Nous chercherons également à améliorer et à étendre les mesures d'adaptation aux effets croissants du réchauffement climatique, même si les limites de ce qui est réalisables ne sont pas très claires. Enfin, nous examinerons les recherches sur les méthodes de réflexion de la lumière solaire, une technique destinée à renvoyer dans l'espace une petite partie du rayonnement solaire entrant. Cette option paraît réaliste, mais présenterait des risques à l'échelle de la planète, ce qui implique d'importants défis de gouvernance.
Nous allons présenter pour la première fois toutes ces options dans un document pour peser leurs avantages et leurs inconvénients, et recommander une stratégie intégrée reposant sur une évaluation scientifique indépendante et la consultation des parties prenantes. Notre stratégie de réduction des risques face au dépassement climatique devra être efficace, basée sur les meilleures données factuelles disponibles, éthique, équitable et respectueuse du droit international. A cette 11ième heure, avant de faire un choix, nous devons étudier en profondeur toutes les options qui s'offrent à nous.

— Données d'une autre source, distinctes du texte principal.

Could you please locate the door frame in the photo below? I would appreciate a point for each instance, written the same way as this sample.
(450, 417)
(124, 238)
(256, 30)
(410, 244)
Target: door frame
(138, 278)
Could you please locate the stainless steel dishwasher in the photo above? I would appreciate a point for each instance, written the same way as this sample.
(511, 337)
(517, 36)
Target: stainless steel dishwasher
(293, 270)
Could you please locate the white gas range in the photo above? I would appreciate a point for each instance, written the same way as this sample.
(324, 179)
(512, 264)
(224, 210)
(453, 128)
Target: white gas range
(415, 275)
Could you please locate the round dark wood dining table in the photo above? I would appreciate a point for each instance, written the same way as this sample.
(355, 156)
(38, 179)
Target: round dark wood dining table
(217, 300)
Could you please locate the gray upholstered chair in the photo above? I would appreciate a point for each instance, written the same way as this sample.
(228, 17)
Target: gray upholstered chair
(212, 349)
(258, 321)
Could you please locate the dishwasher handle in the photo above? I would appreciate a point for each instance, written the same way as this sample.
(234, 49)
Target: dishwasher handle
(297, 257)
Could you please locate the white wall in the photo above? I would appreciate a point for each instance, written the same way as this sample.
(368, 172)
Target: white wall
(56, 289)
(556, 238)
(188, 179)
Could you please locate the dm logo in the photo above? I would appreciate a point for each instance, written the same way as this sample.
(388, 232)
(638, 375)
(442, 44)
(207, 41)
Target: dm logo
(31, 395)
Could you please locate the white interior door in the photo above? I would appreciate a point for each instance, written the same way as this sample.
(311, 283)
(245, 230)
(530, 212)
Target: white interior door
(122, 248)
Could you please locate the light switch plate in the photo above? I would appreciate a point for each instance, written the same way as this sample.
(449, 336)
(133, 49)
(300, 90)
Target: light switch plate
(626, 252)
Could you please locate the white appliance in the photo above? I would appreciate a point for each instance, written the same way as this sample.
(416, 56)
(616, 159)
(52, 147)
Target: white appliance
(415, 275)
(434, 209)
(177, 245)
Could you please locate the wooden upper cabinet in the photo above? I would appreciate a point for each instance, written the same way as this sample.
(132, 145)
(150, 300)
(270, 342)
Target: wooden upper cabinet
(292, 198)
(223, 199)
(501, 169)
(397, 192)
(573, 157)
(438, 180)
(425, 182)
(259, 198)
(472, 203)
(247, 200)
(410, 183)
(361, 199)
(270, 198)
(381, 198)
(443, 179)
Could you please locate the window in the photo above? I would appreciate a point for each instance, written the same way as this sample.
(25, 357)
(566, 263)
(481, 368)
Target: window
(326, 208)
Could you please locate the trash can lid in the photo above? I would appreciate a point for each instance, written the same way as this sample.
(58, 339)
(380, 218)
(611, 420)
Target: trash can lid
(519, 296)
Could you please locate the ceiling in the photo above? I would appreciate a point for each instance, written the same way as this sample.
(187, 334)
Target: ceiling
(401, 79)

Il est tragique d'avoir à nous confronter aux effets d'une action insuffisante et en conséquence d'avoir à entreprendre cet effort. Mais nous avons la responsabilité impérieuse de nous y préparer au cas où nous ne parviendrions pas à atteindre les objectifs de l'accord de Paris. C'est pourquoi nous devons envisager toutes les mesures susceptibles de minimiser les dommages et les souffrances infligées à la planète et à ses habitants.